Ils disent tout ce qu’ils veulent. Je l’ai déjà entendu. Moi, ça ne m’empêche pas de dormir. Mais ce qui a été fait, c’est au vu et au su de tout le monde. Parce qu’on est en train de voir un détournement d’argent. Donc, le président Sambi n’est pas au-dessus de la loi. D’ailleurs, il n’est pas le seul président à être jugé : en Afrique, en Asie, en Amérique, en Europe. Il a fait un acte ignoble. Moi, je ne voudrais pas que ce soit un exemple pour les autres. Enfin moi… la justice. Donc, c’est quelqu’un qui a violé la loi, qui a trahi le pays. Donc, il a été jugé et là, on prend le poste d’opposant ?

Mais c’est aussi un opposant.
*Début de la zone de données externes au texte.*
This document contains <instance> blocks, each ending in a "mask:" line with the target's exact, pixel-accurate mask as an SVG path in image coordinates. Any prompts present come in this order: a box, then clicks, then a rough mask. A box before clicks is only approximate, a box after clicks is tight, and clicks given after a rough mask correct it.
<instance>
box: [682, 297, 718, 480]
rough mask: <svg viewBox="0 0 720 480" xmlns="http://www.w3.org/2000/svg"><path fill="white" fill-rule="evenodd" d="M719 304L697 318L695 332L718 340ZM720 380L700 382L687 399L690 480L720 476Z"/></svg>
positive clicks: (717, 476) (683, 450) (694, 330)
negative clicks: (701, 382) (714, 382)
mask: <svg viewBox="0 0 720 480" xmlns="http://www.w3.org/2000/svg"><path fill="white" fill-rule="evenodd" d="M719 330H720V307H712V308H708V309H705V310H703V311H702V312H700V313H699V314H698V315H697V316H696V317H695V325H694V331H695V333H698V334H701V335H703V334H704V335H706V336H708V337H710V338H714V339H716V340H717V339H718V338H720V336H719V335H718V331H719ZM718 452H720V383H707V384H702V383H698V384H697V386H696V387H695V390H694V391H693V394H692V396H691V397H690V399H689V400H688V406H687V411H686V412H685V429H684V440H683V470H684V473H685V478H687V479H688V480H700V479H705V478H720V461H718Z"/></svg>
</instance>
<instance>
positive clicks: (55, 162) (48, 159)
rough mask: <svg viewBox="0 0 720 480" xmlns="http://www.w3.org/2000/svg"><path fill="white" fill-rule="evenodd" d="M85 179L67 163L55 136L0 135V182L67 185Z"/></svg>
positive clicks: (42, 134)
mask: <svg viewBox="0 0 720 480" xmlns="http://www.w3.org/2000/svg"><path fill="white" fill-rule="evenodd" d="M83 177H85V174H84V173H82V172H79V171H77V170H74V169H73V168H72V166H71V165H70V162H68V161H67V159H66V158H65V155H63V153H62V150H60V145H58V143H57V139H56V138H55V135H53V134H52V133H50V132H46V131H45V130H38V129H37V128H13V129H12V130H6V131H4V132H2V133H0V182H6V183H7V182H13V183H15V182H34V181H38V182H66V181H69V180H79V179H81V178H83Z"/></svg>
Est-ce que pour apaiser les relations avec l’opposition, est-ce que dans le cadre de ce dialogue que vous voulez mener avec l’opposition, vous pourriez envisager une mesure de grâce ou d’amnistie pour l’ex-président Sambi ?

Un opposant qui travaille avec moi, qui comprend. Mais l’opposant extrémiste n’a pas un effet de chantage. Il doit rentrer dans le dialogue. Et puis, effectivement, j’ai des prérogatives de grâce, je peux le faire. Mais, je ne veux pas le faire par chantage.

Vos relations avec Paris ne sont pas vraiment au beau fixe. Il y a toujours ce problème de l’île de Mayotte. Comment qualifieriez-vous vos relations avec la France et avec Emmanuel Macron ?

Elles sont au beau fixe. Même en famille, on se tire, ce n’est pas un problème, parce que, effectivement, il ne va plus dans l’émergence, donc ça veut dire qu’il y a un compromis. On s’est dit que, effectivement, voilà ce qui nous différencie, on le laisse de côté. On voit ce qui nous rassemble. La France et les Comores sont des partenaires. Sur ces problèmes-là, j’espère qu’on va trouver un consensus pour l’intérêt des deux pays.